Figure 1. Drosophila ADARcd fused to ECT2 can edit target mRNAs in vivo in plants.

(A) Phenotypes of wild type, ect2-1 and te234 mutants with (lower panels) or without (upper panels) ECT2-FLAG-ADAR or FLAG-ADAR transgenes, at 9 or 24 days after germination (DAG). (B) Experimental design for ECT2-HyperTRIBE (ECT2-HT) target identification and hyperTRIBER pipeline (Rennie et al., 2021). Nucleotide base counts quantified from mapped RNA-seq libraries were passed into the hyperTRIBER pipeline to call significant editing sites, which were further filtered and annotated. The number of sites in either aerial (A, dissected apices) or root (R, root tips) tissues considered at each stage of the analysis is indicated. GLM, generalized linear model; E.P., editing proportion. (C) Scatterplot of the editing proportions of potential and significant editing sites (E.S.) in aerial tissues of ect2-1/ECT2-FLAG-ADAR lines compared to the FLAG-ADAR controls. Significant sites are highlighted in vivid green. N.S., not significant. (D) Density of editing proportions for significant editing sites in aerial tissues and roots of ect2-1/ECT2-FLAG-ADAR lines. (E) Consensus motif identified at significant editing sites in aerial tissues of ect2-1/ECT2-FLAG-ADAR lines. (F) Principal component analysis of editing proportions at significant editing sites in samples with aerial tissues. (G) Distribution of the correlations between editing proportions and ADAR expression (TPM) for significant editing sites in aerial tissues of either ect2-1/ECT2-FLAG-ADAR or FLAG-ADAR lines. Background correlations (gray) are based on randomly shuffling ADAR expression for each site. (H) Boxplots showing the mean editing proportions as a function of the proportion of cells co-expressing ECT2, calculated based on single cell RNA-seq in roots (Denyer et al., 2019). For panels C, E, F, and G, comparable analyses in both aerial and root tissues are shown in the Figure 1—figure supplement 1.

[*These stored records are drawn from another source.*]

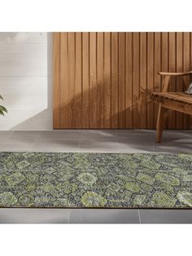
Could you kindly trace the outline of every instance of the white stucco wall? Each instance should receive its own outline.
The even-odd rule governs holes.
[[[0,130],[52,130],[51,33],[0,33]]]

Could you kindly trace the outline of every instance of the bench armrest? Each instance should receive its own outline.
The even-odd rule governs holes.
[[[191,75],[192,71],[188,71],[188,72],[158,72],[159,75],[160,76],[187,76],[187,75]]]

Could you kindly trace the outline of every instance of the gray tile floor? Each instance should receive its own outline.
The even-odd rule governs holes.
[[[67,130],[0,131],[0,151],[192,152],[192,131]],[[192,223],[190,210],[0,209],[0,223]]]

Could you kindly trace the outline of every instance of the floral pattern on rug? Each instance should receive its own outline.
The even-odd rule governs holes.
[[[192,155],[0,152],[0,207],[192,208]]]

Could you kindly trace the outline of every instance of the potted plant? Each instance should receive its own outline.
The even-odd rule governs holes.
[[[3,100],[1,95],[0,95],[0,99]],[[0,115],[4,116],[5,115],[4,113],[7,113],[7,110],[6,109],[5,107],[0,105]]]

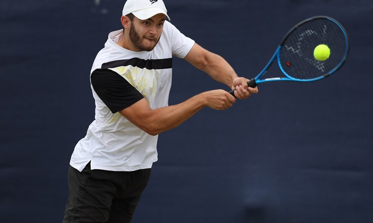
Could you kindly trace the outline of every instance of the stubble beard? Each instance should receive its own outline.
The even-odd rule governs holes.
[[[129,39],[131,40],[133,45],[141,51],[151,51],[157,46],[160,38],[159,38],[154,46],[147,47],[142,44],[142,38],[140,37],[138,33],[136,31],[135,26],[132,24],[129,29]]]

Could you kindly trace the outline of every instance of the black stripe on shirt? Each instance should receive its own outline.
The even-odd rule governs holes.
[[[144,59],[139,58],[132,58],[129,59],[120,59],[102,63],[101,68],[108,69],[131,65],[140,68],[148,70],[168,69],[172,68],[172,58],[157,59]]]

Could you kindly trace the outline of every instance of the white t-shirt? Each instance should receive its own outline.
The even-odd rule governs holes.
[[[92,169],[134,171],[151,167],[153,163],[158,160],[158,136],[148,134],[118,112],[142,97],[152,109],[168,106],[172,58],[184,58],[194,43],[166,21],[155,48],[150,52],[135,52],[115,43],[122,31],[109,34],[91,70],[91,88],[96,107],[95,120],[90,125],[86,137],[75,146],[70,161],[71,166],[79,171],[90,161]],[[110,80],[112,78],[106,77],[110,76],[119,84],[113,84]],[[122,82],[132,89],[127,88],[128,92],[123,91]],[[131,99],[118,100],[120,97]]]

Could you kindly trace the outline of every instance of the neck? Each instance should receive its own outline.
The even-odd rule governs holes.
[[[127,32],[128,33],[128,32]],[[122,32],[119,35],[119,40],[116,44],[121,47],[131,51],[138,52],[138,50],[133,47],[133,45],[129,39],[128,35],[125,33]]]

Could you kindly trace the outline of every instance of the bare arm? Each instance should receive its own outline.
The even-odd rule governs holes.
[[[203,92],[178,105],[152,110],[143,99],[120,111],[130,121],[147,133],[156,135],[175,128],[205,107],[222,110],[236,99],[223,90]]]
[[[221,56],[203,49],[195,43],[185,59],[196,68],[205,72],[214,80],[236,89],[236,97],[243,99],[251,93],[258,93],[257,88],[247,86],[249,80],[238,77],[232,66]]]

Figure 1—figure supplement 1. Drosophila ADARcd fused to ECT2 can edit target mRNAs in vivo in plants (extended data, aerial and root tissues).

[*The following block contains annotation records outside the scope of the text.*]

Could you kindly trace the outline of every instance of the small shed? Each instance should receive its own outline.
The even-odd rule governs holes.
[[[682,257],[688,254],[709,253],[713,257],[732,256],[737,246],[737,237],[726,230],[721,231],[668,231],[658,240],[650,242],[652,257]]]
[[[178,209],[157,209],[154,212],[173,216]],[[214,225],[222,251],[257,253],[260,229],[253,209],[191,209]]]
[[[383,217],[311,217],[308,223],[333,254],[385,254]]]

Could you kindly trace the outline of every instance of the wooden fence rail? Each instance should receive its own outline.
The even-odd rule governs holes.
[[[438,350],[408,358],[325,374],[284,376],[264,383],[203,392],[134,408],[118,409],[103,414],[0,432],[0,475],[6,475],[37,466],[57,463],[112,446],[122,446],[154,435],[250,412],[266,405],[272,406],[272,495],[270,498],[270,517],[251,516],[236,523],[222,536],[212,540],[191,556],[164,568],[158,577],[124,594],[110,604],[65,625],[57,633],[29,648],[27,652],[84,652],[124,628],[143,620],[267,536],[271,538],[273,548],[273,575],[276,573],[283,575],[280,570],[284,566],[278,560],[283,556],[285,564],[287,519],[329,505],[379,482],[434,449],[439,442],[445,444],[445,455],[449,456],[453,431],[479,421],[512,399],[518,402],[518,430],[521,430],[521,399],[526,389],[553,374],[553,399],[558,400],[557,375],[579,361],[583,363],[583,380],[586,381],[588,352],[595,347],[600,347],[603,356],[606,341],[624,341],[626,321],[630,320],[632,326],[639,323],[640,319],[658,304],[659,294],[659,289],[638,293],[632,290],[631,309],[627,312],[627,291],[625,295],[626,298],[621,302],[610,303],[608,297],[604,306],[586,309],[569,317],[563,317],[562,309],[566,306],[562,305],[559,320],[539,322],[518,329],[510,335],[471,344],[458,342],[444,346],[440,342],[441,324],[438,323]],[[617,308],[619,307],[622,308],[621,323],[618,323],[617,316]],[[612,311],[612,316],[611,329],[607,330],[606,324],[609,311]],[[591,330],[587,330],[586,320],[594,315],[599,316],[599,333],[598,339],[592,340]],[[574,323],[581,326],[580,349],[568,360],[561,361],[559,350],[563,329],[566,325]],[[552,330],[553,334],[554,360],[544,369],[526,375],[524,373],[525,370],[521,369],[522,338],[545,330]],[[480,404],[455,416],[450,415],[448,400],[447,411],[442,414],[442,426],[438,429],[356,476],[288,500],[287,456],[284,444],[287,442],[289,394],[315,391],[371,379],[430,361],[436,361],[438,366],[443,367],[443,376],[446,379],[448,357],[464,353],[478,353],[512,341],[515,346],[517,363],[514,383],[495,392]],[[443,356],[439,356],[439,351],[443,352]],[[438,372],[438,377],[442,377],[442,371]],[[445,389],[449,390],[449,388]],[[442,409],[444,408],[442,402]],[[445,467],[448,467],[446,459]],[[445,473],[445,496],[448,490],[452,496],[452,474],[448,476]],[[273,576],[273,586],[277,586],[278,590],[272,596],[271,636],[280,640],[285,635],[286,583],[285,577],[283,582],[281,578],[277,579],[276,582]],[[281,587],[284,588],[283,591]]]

(A) Protein expression levels of ECT2pro:ECT2-FLAG-DmADAR^E488Qcd-ECT2ter (ECT2-FLAG-ADAR) or ECT2pro:FLAG-DmADAR^E488Qcd-ECT2ter (FLAG-ADAR) transgenes in 10-day-old seedlings of five independent transgenic lines (L1–L5) of each of the genotypes shown in Figure 1A and their background controls. Amido black staining is used as loading control. (B) mRNA expression levels (TPM) of ECT2-FLAG-ADAR or FLAG-ADAR in dissected apices (aerial tissues) or root tips of the lines used for ECT2-HyperTRIBE (ECT2-HT). (C) Scatterplot of the editing proportions, defined as G/(A + G), of potential and significant editing sites (E.S.) in aerial and root tissues of ect2-1/ECT2-FLAG-ADAR lines compared to the FLAG-ADAR controls. Significant sites are highlighted in vivid colors. N.S., not significant. (D) Number of significant hits in root samples by mismatch type, after filtering but before removing non-A-G or non-T-C sites. (E, F) Consensus motif identified at significant editing sites in roots of ect2-1/ECT2-FLAG-ADAR lines, split in groups by editing proportions (E.P.) in (F). (G) Principal component analysis of editing proportions for significant editing sites. (H) Distribution of the correlations between editing proportions and ADAR expression (TPM) for significant editing sites. Background correlations (gray) are based on randomly shuffling ADAR expression for each site.